As a funding alternative to public auto securitizations, PeopleFirst is considering private ABS transactions, as well as whole loan sales, and possibly commercial paper down the line. The company currently maintains credit facilities with Merrill and Deutsche Genossenschaftsbank (DG Bank).
Through all its channels, PeopleFirst is currently originating at approximately $1 billion per year, and expects to increase that rate significantly by year-end.
"In January, we put on the billionth dollar loan for the company." Ellspermann said. "And we continue to add business partners, and we have additional sources of volume coming on later this year."
For example, PeopleFirst acquired Giggo.com from DaimlerChrysler in September 2000, and consolidated the Giggo channel into its own, which gave the company access to partnerships, and increased its scale of economy, Ellsperman said. Further, through the acquisition, Daimler became the PeopleFirst's largest shareholder.
Going forward, PeopleFirst plans to add several marketing partnerships, which should help to increase origination channels.

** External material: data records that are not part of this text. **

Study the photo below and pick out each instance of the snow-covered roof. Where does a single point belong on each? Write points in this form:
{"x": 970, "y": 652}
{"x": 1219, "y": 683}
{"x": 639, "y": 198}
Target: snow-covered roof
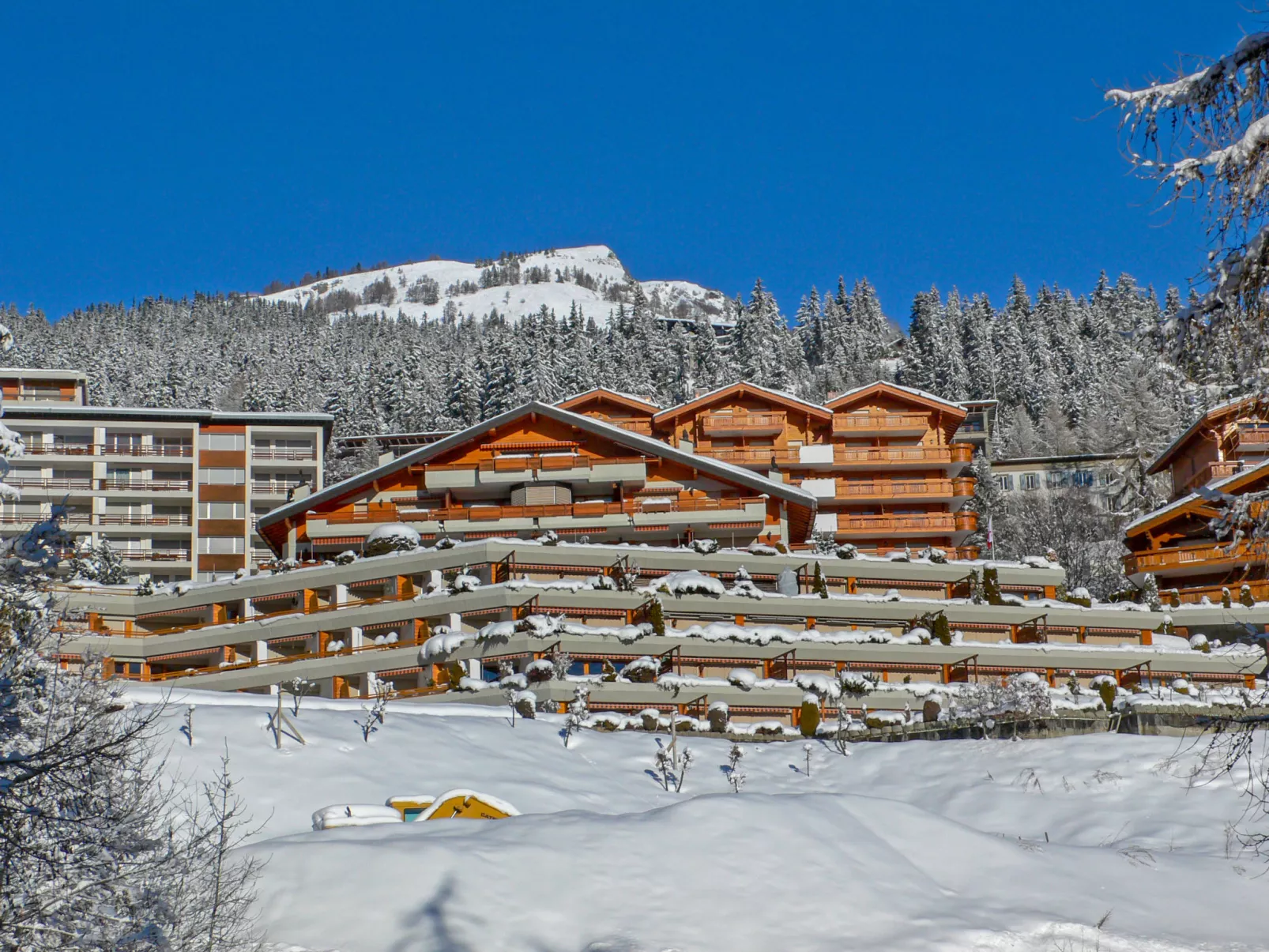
{"x": 634, "y": 441}
{"x": 1178, "y": 504}
{"x": 911, "y": 391}
{"x": 785, "y": 397}
{"x": 608, "y": 391}
{"x": 1165, "y": 457}
{"x": 249, "y": 416}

Although the company has increased origination volumes twelve-fold over the last two years, PeopleFirst is hoping to modestly double its rate of growth for 2001, hitting approximately the $2 billion per year mark.
Into the slowdown...
As analysts have been saying for the past several months, the uptick in consumer delinquencies should only affect below prime borrowers, which would have minimal impact on the performance of PeopleFirst's pools.

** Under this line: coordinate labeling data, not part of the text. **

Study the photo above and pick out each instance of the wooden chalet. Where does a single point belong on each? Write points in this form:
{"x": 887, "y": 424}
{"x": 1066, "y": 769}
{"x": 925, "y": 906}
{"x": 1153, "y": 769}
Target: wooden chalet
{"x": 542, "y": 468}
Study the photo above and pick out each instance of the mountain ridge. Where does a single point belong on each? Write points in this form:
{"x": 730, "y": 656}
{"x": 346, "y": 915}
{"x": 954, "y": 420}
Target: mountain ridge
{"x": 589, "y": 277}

However, new car sales are expected to decline in the coming months, which could push the captive finance subsidiaries into PeopleFirst's share of borrowers, via financing incentives.

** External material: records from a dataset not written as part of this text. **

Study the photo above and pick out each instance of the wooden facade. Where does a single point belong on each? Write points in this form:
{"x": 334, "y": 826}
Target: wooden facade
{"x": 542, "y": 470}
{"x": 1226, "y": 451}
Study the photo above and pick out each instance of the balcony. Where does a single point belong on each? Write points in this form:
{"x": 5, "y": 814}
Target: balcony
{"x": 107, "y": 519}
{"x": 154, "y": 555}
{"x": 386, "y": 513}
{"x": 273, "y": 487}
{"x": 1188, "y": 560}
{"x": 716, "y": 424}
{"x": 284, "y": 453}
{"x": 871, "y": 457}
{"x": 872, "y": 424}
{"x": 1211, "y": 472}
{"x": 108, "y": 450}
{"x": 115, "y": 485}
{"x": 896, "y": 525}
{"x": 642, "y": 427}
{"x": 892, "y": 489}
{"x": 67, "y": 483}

"That could have a dampening effect [on our origination]," Ellspermann said. "But I think it's going to be far exceeded by our rate of expansion into other business generation [channels] and partnerships."
Currently, about 40% of PeopleFirst's business is new car loans, which is the only product line that could be impacted by manufacturer incentives, Ellsperman said.
Beyond traditional used car financings, PeopleFirst also provides motorcycle and private-party loans.
"You're looking at maybe 10% impact on the company's volume, and when we have a year-over-year growth rate of 50% to 100%, that's kind of going to get lost," Ellspermann said.
The private-party loans are facilitated through a partnership with Mailboxes Etc., which acts as a location for the buyer and the seller to meet. The credit profile and approval process is identical to the non-private party loan.
"To date we've seen absolutely no differentiation in credit quality [for private-party collateral]," Ellspermann said.
Apart from auto lending, PeopleFirst entertains the idea of expanding into new asset classes. There's been talk of augmenting the PeopleFirst web-lending model into the home-equity sector, although nothing is imminent.
"Right now, it's really a figment of our imagination," Ellspermann said.
"We absolutely believe that we have the potential to enter new asset class, but it's not going to be this quarter or next quarter... But down the line, it's certainly in our vision," he added.